The lecture was followed by a question-and-answer session to engage the audience. He gave advice to many students who may need help achieving their ideas.

“What you learn here is the foundation of the structure; it’s what makes you stronger, education is the foundation,” Salazar said. “If you keep learning and moving, that’s your survival.”

Students came to ask different questions about entering the workforce and what they can do to achieve their goals.

“It’s never too late to start building,” Salazar said. “It’s never too late to start coding. It’s never too late to start building things.”

Hailey Courtney, the communications coordinator for Outreach & Engagement in the Provost’s Office, said during the collaboration process, they wanted to explore the topics relating to technology and the internet.
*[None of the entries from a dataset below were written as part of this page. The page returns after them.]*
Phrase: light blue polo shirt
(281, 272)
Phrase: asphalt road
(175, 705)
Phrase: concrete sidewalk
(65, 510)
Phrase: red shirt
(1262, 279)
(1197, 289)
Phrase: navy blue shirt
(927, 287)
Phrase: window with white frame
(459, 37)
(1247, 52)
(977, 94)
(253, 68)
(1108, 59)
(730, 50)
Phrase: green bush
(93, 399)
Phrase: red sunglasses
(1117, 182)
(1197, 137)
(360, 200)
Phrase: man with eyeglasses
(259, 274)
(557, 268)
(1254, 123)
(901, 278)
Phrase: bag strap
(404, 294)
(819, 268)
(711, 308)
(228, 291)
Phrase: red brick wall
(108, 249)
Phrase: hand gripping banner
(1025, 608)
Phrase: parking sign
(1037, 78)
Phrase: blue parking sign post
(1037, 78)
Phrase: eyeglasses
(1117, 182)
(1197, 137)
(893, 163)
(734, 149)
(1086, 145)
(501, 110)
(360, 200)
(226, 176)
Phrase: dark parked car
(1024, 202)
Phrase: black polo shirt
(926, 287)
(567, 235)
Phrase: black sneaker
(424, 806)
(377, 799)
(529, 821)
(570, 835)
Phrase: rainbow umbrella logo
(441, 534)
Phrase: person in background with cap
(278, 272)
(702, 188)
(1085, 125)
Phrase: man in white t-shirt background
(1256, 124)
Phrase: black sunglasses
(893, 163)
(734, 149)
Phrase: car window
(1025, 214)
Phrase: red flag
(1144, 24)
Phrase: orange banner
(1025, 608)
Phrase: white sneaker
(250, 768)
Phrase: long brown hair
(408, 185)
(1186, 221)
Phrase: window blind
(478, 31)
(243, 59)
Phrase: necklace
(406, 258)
She said she thought it would be beneficial for Salazar to tell his story and talk about his experience as a tech entrepreneur.

“Oscar’s work as a tech entrepreneur fits really well into the changing technology subtopic and to hear more about his experience with the tech industry and how to change his work,” she said. “And as we continue to live our lives online, today and beyond, just provides great dialogue for the conversation we’re trying to have.”

David Hensley, the executive director of Pappajohn Entrepreneurial Center, said he believes hearing Salazar’s stories was a great opportunity for students and community members on the entrepreneurial side and to learn some of the strategies that helped his success.

Hensley noted Salazar used his background and education as leverage into a successful business career.

“He is also very interested in the social aspects on how to make the world a better place,” he said. “When you can hear from somebody that has been successful in business and also understanding the importance of giving back to the community and helping others, I think, it is very important and meaningful for our students and community.”

The lecture was made possible through collaboration among the Tippie College of Business, the Office of Outreach and Engagement, the Pappajohn Entrepreneurial Center, and the UI Lecture Committee.